Personal information
- Born: 14 May 1991 (age 35) Ciudad Bolívar, Venezuela

Boxing career
- Stance: Orthodox

Boxing record
- Total fights: 20
- Wins: 17
- Win by KO: 14
- Losses: 2
- Draws: 1

Medal record
Representing Venezuela
Pan American Games
| Bronze medal – third place | 2015 Toronto | Middleweight |

= Endry José Pinto =

Venezuelan boxer (born 1991)

Endry José Saavedra Pinto (born 14 May 1991) is a Venezuelan professional boxer.

==Career==
As an amateur he completed in the men's middleweight event at the 2016 Summer Olympics.

After turning professional in 2018, he won the vacant WBO Intercontinental middleweight title by defeating Issac Hardman via technical knockout in the eighth round at WIN Entertainment Centre in Wollongong, Australia, on 13 March 2024.

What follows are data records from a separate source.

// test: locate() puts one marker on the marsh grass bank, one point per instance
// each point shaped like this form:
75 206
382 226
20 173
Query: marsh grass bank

He fought Cesar Mateo Tapia for the vacant IBF International middleweight title at Caribe Royale in Orlando, Florida, USA, on 19 October 2024. The bout ended in a majority draw.

On 8 April 2025, he took on Mikkel Nielsen for the vacant WBO International middleweight title at Newcastle Entertainment Centre in Broadmeadow, Australia, winning by technical knockout in the eighth round.

He faced Denzel Bentley for the interim WBO middleweight title at The O2 Arena in London, England, on 4 April 2026, losing by stoppage in the seventh round.